The university administration and Abia state police have denied the crime took place at the institution, prompting outrage among activists who say it shows the extent violence against women is covered up or goes unpunished in Nigeria.

A sustained campaign on social networks forced the police to resume their short investigations, which they had declared over as the victim had not come forward.

The Nigerian national assembly joined the debate and called on the police to re-open the investigation, which led to two arrests three days later based on names and photos posted online.

Jo Okei-Odumakin, president of Women Arise, an organisation spearheading women rights in Nigeria says sexual abuse and violence against women in Nigeria is common place.

"Women have been maimed, they have used acid to disfigure them because of one flimsy excuse or another and then, when we come to the question of rape, it has reached an alarming rate, it is a reoccurring decimal," she said.

But she also says that the fact the police are not prepared to admit the crime happened underlines the culture of silence she says is encouraged at all levels of society.

According to Amnesty International there were over 2,780 cases of rape in 2010 and already over 1591 cases in 2011.

But activists in Nigeria say the real figures are much higher considering the fact that most cases are never reported by the victims.

Rape is a taboo in Nigeria and majority of victims and their families chose not to report the crime or even talk about it openly.

"If such girls go to different churches or mosques you say what has befallen them, the father, the mother will be called, prayer will be offered, and they will tell the girl go in peace and forgive," said Okei-Odumakin.

On the streets of the sprawling commercial capital city of Lagos the fear of becoming a rape victim is real among women.

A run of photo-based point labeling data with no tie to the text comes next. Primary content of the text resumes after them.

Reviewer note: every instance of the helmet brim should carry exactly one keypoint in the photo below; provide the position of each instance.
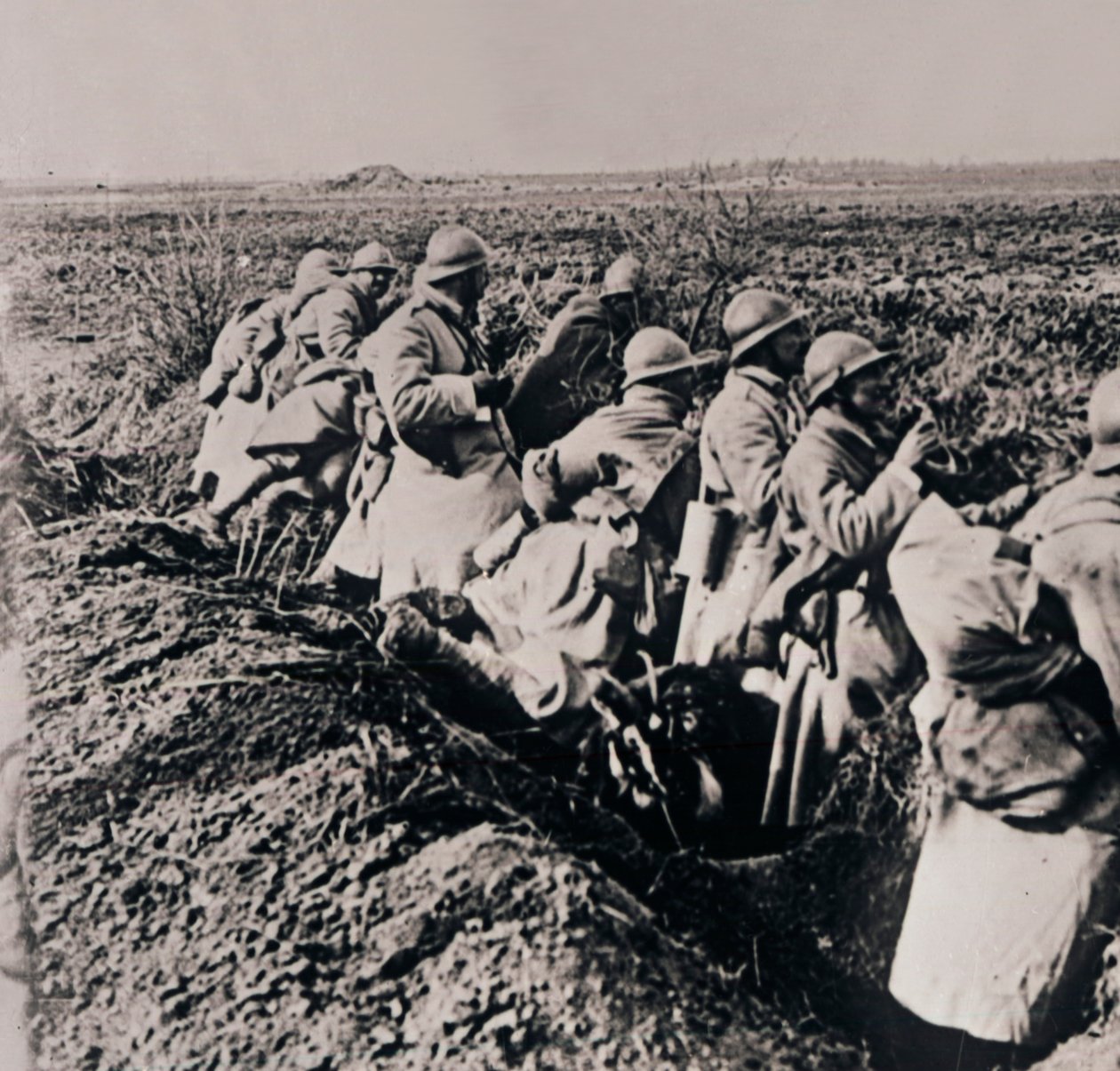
(761, 334)
(1103, 457)
(844, 371)
(378, 267)
(434, 274)
(693, 362)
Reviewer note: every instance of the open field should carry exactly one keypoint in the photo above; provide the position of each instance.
(253, 843)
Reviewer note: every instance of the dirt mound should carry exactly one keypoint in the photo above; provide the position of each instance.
(252, 839)
(376, 176)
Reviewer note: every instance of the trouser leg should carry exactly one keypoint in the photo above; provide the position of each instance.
(239, 487)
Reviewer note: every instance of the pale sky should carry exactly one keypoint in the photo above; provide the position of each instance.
(124, 89)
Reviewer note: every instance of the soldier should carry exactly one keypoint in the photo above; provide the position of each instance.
(589, 567)
(452, 482)
(746, 435)
(1020, 719)
(578, 366)
(847, 489)
(231, 384)
(306, 440)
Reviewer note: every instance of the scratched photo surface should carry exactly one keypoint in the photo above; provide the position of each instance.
(559, 534)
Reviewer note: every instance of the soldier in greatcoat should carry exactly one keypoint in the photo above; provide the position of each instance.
(578, 366)
(306, 440)
(746, 435)
(587, 575)
(452, 482)
(1018, 719)
(848, 486)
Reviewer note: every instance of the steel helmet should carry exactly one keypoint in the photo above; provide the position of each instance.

Recently a woman and her two children were raped in the densely populated suburb of Ajegunle and the culprits are still at large.

"I am scared about it and I am worried about it, because now I can't move around," said Ademiran Temitope, a student in Lagos.

"Around here you will be afraid to stay outside, all of a sudden you just see people rushing everywhere, they go inside," said Akanni Hannali, also a student in Lagos.

Abiola Akiyodi-Afolabi, a lawyer and chief executive Women Advocacy Research and Documentation, has been at the forefront of the campaign for an effective law system for crimes against women and men in Nigeria.

"We need to do a lot of restructuring, we need to do a lot of audit of our laws, look at how can the law better the women and also the men, but most importantly often what we see is that the law is always very discriminatory against women in Nigeria," she said.

Akiyodi-Afolabi also says the number of video clips posted on the internet of young Nigerian women being raped have risen in the last couple of months. In some cases people pay money to see the video. She's calling for an investigation into the worrying trend.

"Some places now what they do is to send it and ask people to pay, like 30 naira ( $0.19) or something like that, so we need to then be careful to see, to then start to understand what are the undertones, why all of a sudden is it becoming more. Three months ago I had a call about a young lady in Ofa (town) was gang raped and they put it on video and they sent it around then you wonder what form of rape would lead to somebody having a video and the video they send?" said Akiyode-Afolabi.

Activists have urged the Nigerian government to protect its citizens and all persons within its territory against violation of their rights and ensure that when these rights are violated, the crime is investigated properly and the perpetrators are punished.

Nigeria has ratified Article 4 of the Protocal on the Rights of Women in Africa, which stipulates that Nigeria shall take appropriate and give effective measures to eliminate violence against women and assist victims obtain justice.

Two people have been arrested in connection with the Abia gang-rape sage.